In April 2010, Colorado Casualty, the insurance carrier that was providing insurance coverage to Perpetual at the time of the theft, filed a lawsuit in the U.S. District Court, District of Utah, seeking protection against any claims made against Perpetual by the university. In the complaint, Colorado Casualty stated that it is not obligated to defend Perpetual Storage against any claims made by the university regarding this matter, nor would it provide coverage for Perpetual Storage under the Colorado Casualty policies for these claims.
According to the complaint, Colorado Casualty had issued two policies to Perpetual Storage: a commercial package policy and a commercial liability umbrella policy, apparently without specific privacy and security breach coverage. We have not seen the policies that are at issue in this case and do not know the policies’ terms and conditions. That said, general liability policies generally are limited to address tangible property and deal with the issue in one of two ways: (1) either the policy is silent and does not address the concept of intangible property (electronic data); or (2) there is a specific exclusion in which coverage is limited to tangible perils (i.e., fire and wind) that cause tangible damage (i.e., burned property). Furthermore, and more importantly, recent courts have found computer data exclusions enforceable to deny coverage under these types of policies.

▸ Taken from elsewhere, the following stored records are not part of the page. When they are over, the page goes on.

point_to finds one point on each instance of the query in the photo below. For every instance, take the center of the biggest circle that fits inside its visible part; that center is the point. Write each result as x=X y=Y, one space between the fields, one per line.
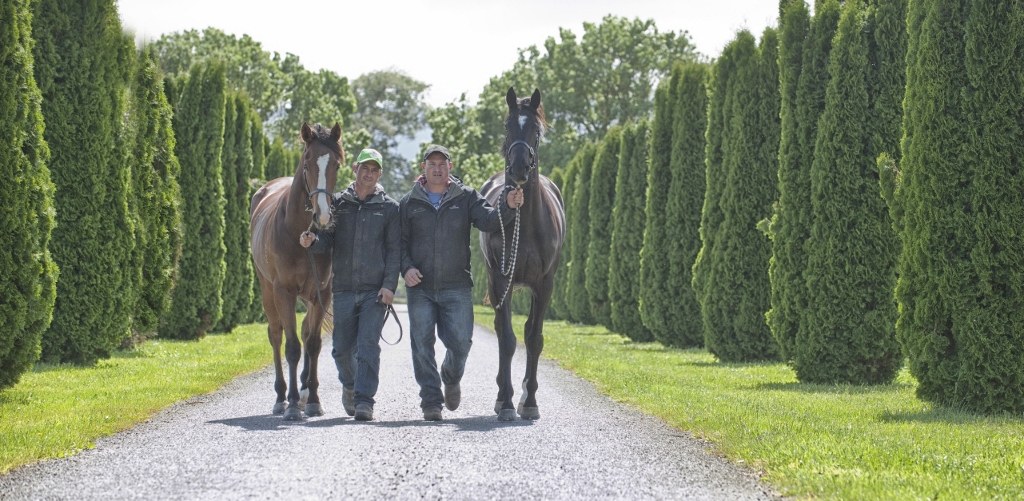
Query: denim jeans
x=451 y=311
x=357 y=323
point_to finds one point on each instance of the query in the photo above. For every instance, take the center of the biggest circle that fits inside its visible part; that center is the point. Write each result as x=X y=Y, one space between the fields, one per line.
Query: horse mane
x=323 y=135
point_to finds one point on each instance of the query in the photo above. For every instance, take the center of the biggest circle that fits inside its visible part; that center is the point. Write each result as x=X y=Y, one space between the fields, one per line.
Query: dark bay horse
x=279 y=213
x=527 y=254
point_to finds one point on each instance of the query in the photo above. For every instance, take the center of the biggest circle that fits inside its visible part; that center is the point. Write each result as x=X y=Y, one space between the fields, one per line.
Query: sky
x=456 y=46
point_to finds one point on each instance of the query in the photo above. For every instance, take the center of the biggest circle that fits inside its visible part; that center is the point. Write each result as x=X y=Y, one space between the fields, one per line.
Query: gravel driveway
x=227 y=446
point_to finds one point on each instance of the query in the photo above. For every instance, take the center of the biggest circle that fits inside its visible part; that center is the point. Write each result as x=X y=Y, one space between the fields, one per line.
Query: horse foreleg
x=312 y=341
x=534 y=339
x=285 y=302
x=506 y=349
x=273 y=333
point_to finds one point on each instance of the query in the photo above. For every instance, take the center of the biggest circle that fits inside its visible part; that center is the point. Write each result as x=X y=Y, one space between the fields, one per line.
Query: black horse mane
x=323 y=135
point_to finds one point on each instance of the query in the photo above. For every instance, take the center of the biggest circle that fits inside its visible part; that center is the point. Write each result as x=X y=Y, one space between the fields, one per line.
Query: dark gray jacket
x=436 y=241
x=366 y=238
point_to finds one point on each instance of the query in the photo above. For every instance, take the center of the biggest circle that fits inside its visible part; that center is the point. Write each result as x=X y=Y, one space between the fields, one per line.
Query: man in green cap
x=366 y=239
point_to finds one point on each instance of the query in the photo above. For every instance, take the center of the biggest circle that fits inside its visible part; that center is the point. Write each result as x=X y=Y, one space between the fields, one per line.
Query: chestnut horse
x=529 y=255
x=279 y=213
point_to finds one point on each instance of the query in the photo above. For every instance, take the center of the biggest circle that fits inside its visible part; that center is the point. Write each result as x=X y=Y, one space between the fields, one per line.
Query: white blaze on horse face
x=325 y=212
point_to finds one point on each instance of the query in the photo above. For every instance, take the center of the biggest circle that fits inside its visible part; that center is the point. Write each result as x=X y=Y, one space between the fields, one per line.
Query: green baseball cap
x=370 y=154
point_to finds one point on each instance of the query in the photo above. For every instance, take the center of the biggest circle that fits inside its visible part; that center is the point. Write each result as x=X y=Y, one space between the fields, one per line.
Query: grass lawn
x=55 y=411
x=808 y=441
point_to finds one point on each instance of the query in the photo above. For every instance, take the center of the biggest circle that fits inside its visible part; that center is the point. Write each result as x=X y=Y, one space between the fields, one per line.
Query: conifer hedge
x=627 y=234
x=653 y=302
x=28 y=274
x=199 y=129
x=847 y=332
x=81 y=70
x=736 y=289
x=158 y=198
x=602 y=194
x=686 y=193
x=578 y=225
x=961 y=311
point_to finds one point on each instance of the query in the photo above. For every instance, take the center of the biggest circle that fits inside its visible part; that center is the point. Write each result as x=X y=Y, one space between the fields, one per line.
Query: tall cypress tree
x=654 y=303
x=158 y=198
x=737 y=290
x=962 y=320
x=786 y=264
x=686 y=194
x=602 y=194
x=28 y=274
x=579 y=233
x=557 y=307
x=719 y=109
x=237 y=164
x=79 y=72
x=847 y=332
x=627 y=230
x=199 y=128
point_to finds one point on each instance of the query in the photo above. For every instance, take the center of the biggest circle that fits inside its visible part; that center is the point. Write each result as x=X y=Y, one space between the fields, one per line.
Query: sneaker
x=348 y=401
x=432 y=414
x=453 y=395
x=364 y=412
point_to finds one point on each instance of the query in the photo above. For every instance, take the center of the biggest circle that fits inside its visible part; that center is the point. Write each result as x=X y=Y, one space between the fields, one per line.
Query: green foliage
x=199 y=128
x=236 y=168
x=846 y=334
x=590 y=82
x=157 y=196
x=28 y=274
x=686 y=193
x=389 y=106
x=653 y=253
x=557 y=307
x=82 y=70
x=601 y=200
x=627 y=234
x=578 y=236
x=735 y=288
x=961 y=318
x=283 y=92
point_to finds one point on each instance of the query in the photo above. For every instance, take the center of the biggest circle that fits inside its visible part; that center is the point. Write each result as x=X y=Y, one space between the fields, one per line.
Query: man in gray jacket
x=435 y=219
x=366 y=240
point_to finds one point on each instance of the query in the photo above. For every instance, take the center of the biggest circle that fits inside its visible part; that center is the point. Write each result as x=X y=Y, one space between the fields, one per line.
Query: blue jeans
x=357 y=323
x=451 y=310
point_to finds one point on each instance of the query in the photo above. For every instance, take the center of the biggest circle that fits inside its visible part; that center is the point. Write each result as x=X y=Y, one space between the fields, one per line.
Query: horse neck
x=296 y=216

Privacy and security policies, on the other hand, specifically address the loss, damage or theft of personally identifiable information and are intended to provide coverage for companies that suffer data breaches. These policies may also reimburse companies for their first-party expenses that occur due to such breaches (i.e., notification costs and credit monitoring to affected parties).
In cases such as Colorado Casualty Insurance Company vs. Perpetual Storage and the University of Utah, there could be at least two privacy and security insurance provisions that would apply. First of all, if the University of Utah purchased a network risk insurance policy, its policy could have been drafted to cover the university’s $3.3 million in losses and expenses. After payment from the university’s insurer, the insurer might step into the shoes of the university (known as subrogation) and proceed to collect from the negligent party (Perpetual).
If the university did not purchase its own privacy and security insurance, then it would be forced to rely on its contractual allocation of liability in its data storage contract with Perpetual. Unless the university was named as an additional insured on Perpetual’s insurance policy, it must rely on Perpetual for reimbursement since the university does not have any right to collect against the Perpetual policy. If Perpetual has not negotiated specific wording to cover network risks in its commercial package policy, then it may have to pay $3.3 million to reimburse the university, depending upon the language in the contract between Perpetual and the university.
We will provide updates regarding this case as they develop. However, in any case, risk managers should review their entity’s information asset exposures and potential solutions.